I am thinking of using this device in my vacation home to monitor and control a wi-fi thermostat. Can I leave it on 24X7 unattended for a few months at a time? Is it reliable or does it need constant rebooting. What kind of data usage might I expect?
Nope, it will need to be rebooted.
Data usage is controlled by the users and equipment connection to the LAN side of the router. Otherwise, the router itself uses a negligible amount of data measured in kilobytes per month.
If long term reliability is your concern have a look at the Craddlepoint or Pepwave embedded modem/router M2M devices from the 3GStore.com.
However, if you expect to control this HVAC Wall mounted Wi-Fi thermostat, over the internet, then you’re in for another surprise: the lack of a public facing IP address. There appears to be three alternatives to this problem:
Try setting up a VPN client on your end through a VPN Server on the internet
Obtain a static IP address from Verizon Wireless for the one time fee of $500
Use another provider with a public IP address.

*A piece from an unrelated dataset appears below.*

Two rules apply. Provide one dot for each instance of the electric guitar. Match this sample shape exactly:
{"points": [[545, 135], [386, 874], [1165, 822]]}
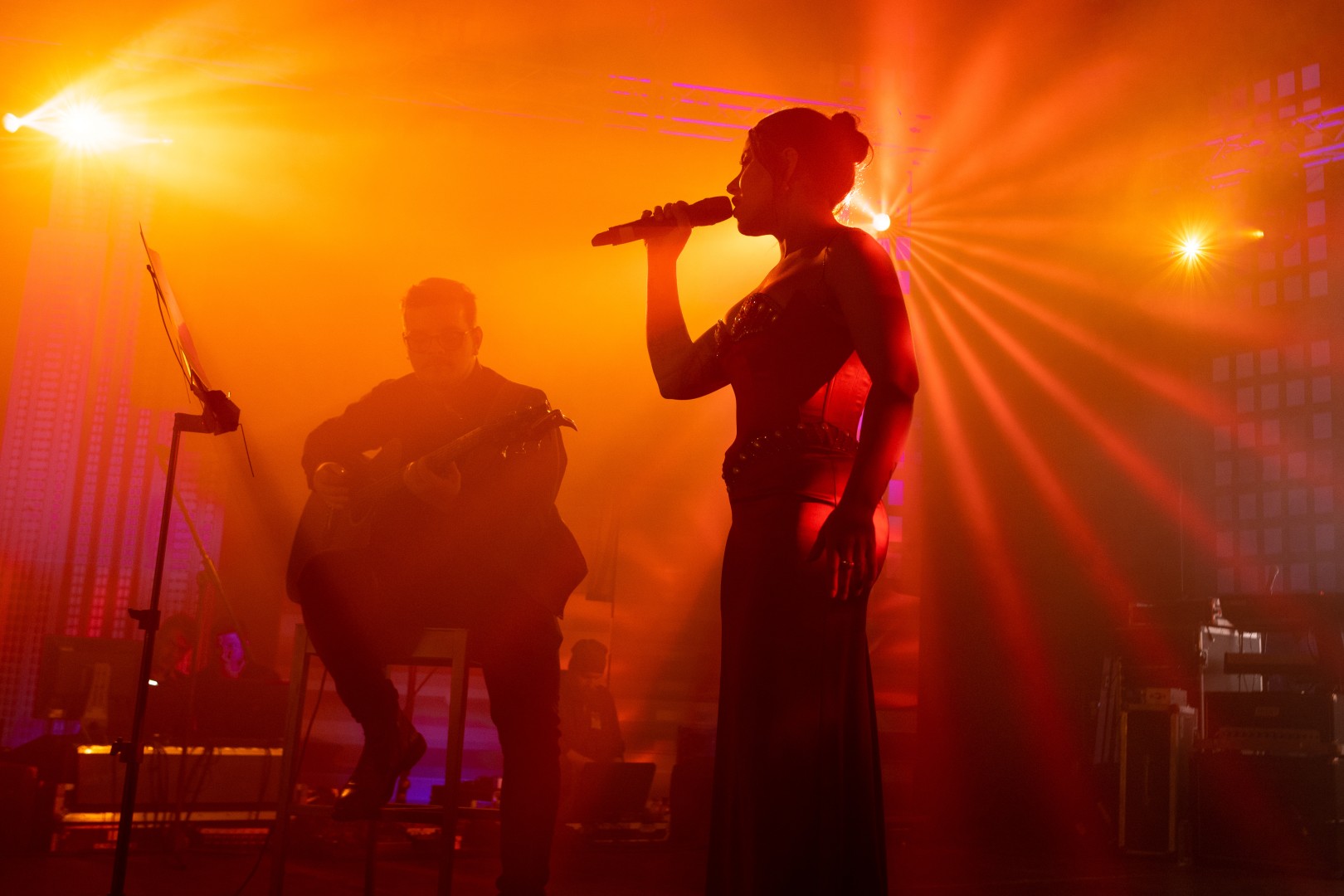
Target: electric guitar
{"points": [[378, 494]]}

Jetpacks are not intended to be a permanent connection or a home internet connection replacement device. There are many better alternatives if that is what you want to do. For example the 4G LTE router or a USB modem and compatible CradlePoint/Peplink router.
The Verizon 4G router broadband with voice works great for monitoring a thermostat from another location. I have Nest and used to use Verizon Mifi but it isn't designed to stay plugged in all of the time like the 4G broadband router.
No need to a static ip address or anything else. Nest system lets you search for your wifi and enter the passcode and it continues to stay connect without any problems. It does have a battery so it should stay on with electricity off for short periods of time. I am thinking that I will probably purchased a battery backup that features surge protection also for emergencies in the future.
Thanks for the info! The Nest HVAC wall thermostat is an embedded computer running Linux, which uses the wireless 802.15.4 spec to connect wall thermostats in the same building and exchange information over the internet. The parent company is Google so it is no surprise it gets through Verizon’s CGN.